As more marketers raised the pump price of Premium Motor Spirit (petrol) on Thursday, the Nigeria Union of Petroleum and Natural Gas Workers and the Petroleum and Natural Gas Senior Staff Association of Nigeria have voiced their opposition to the deregulation of the downstream petroleum sector when the country is still relying on imports for refined products.
The Petroleum Products Pricing Regulatory Agency had yet to issue its guiding retail petrol price for the month of Thursday, leaving operators confused.
Following the sharp drop in crude oil prices which led to the reduction in the pump price of petrol in March, the PPPRA had said it would advise the Nigerian National Petroleum Corporation and oil marketing companies on the monthly guiding retail price at which the product shall be sold across the country.
In July, the agency announced a new price band of N140.80 to N143.80 per litre, up from N121.50 to N123.50 per litre in June.
Although it released the ex-depot price for the commodity on Tuesday, the PPPRA had since remained silent as regards the guiding retail price for the month.
It increased the ex-depot price by N6 to N138.62/litre for the month, a development that prompted marketers to hike the pump price of the product to between N148 and N150/litre.
The Chairman, Major Oil Marketers Association of Nigeria, and Managing Director/Chief Executive Officer, 11Plc, Tunji Oyebanji, told one of our correspondents that some members of the association had increased petrol price to N148-N148.80 per litre.
He said marketers had interpreted PPPRA’s silence to mean that they should go ahead to fix the price themselves.
“There is a need for some clarity. If we are to fix the price of the product, we should be told so. There is a lot of confusion and people are not clear as to the direction. All we have is silence,” he added.
When contacted to get the PPPRA’s comment on the development, its spokesperson, Kimchi Apollo, again did not answer phone calls on Thursday.
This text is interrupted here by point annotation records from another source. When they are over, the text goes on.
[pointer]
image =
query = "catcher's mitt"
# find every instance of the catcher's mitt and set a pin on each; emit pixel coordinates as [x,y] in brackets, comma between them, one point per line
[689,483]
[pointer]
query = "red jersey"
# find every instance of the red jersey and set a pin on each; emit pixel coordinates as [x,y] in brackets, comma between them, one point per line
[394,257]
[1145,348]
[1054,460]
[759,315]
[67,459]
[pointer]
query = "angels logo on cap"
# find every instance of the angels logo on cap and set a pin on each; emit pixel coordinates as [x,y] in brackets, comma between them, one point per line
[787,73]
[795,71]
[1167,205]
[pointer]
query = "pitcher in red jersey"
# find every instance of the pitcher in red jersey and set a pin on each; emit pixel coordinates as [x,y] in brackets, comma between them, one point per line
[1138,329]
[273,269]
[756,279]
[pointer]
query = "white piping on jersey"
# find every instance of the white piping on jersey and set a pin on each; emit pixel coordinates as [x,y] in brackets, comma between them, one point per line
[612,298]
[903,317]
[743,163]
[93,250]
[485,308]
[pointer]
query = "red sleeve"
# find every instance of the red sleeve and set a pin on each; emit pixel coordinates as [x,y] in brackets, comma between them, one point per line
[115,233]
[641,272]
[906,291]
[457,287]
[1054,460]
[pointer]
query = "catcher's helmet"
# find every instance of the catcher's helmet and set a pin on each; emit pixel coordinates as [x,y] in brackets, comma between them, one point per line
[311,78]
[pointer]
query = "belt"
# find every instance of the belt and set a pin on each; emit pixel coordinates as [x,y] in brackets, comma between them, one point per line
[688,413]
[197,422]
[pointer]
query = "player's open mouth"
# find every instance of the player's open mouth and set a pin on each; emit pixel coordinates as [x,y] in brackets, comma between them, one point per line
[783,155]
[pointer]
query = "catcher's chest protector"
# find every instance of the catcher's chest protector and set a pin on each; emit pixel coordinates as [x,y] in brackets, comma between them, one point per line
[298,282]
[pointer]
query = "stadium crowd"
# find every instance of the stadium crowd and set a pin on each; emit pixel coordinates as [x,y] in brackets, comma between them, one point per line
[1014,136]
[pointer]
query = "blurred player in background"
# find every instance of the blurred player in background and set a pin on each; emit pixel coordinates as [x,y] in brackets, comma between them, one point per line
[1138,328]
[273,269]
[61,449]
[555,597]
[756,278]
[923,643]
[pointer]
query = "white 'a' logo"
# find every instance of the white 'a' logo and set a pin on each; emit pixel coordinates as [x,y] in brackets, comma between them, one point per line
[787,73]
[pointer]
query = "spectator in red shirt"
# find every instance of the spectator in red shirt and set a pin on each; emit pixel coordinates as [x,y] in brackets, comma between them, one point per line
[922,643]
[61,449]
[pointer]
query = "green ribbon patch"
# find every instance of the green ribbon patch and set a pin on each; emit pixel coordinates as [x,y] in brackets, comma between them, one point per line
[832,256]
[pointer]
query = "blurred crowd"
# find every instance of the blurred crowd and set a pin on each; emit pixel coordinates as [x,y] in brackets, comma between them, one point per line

Apollo had told one of our correspondents on Monday that the agency had yet to complete its work on a new pump price for petrol.
The General Secretary, NUPENG, Mr Afolabi Olawale, said any form of deregulation based on the importation of petroleum products would not help Nigerians.
He said, “Our position is that we don’t support any form of deregulation that is based on importation. We support deregulation that is based on local refining of products.
“If we are refining in the country, a lot of costs will be taken away and Nigerians will be able to benefit. But as long as we are not refining, Nigerians will keep experiencing an increase in fuel prices if crude oil price continues to rise.
“Nigerians are suffering; the country is in a dire situation, considering the impact of the COVID-19 pandemic. Things are hard, and we add a higher cost of transportation to it; it is going to be a very terrible period for Nigerians.”
The National Public Relations Officer, PENGASSAN, said the Federal Government should ensure that the nation’s refineries “are fully commercialised using the Nigeria LNG model.”
Petrol stations in Abuja and neighbouring states of Nasarawa and Niger on Thursday adjusted their pumps upwards as they dispensed the product at between N148 to N149 per litre.
The two filling stations in front of the headquarters of the NNPC, Conoil and Total, for instance, moved up their petrol prices to N148.7/litre and 148.8/litre respectively on Thursday.
The South West chapter of the Independent Petroleum Marketers Association of Nigeria, on Thursday, directed all its members in the zone to increase the pump price of PMS to N150 per litre.
IPMAN South West Zonal Chairman, Alhaji Dele Tajudeen, who spoke with journalists in Abeokuta, said the directive became necessary in order to avert the planned shutdown of the filling stations across the zone.
While berating the PPPRA for what he described as “policy inconsistency”, Tajudeen lamented that the PPPRA’s new depot price had subjected IPMAN members to a serious dilemma.
IPMAN, Rivers State chapter, on Thursday, bemoaned the state of the nation’s refineries, saying the first refinery built in 1965 in Port Harcourt had not functioned for 22 years.
The Chairman, IPMAN in Rivers State, Dr Obele Ngechu, stated this in Port Harcourt on Thursday while reacting to the new ex-depot price of petrol.
He said, “For 17 years now, Kaduna refinery is not working. Two years now, Warri refinery is not working. For three years now, the new Port Harcourt refinery is not working; and for 22 years, the first Nigerian refinery is not working.
“Information reaching us now is that the monthly allocation of crude oil for local refining for these four refineries are still being giving to them till tomorrow and they are selling it in dollars.”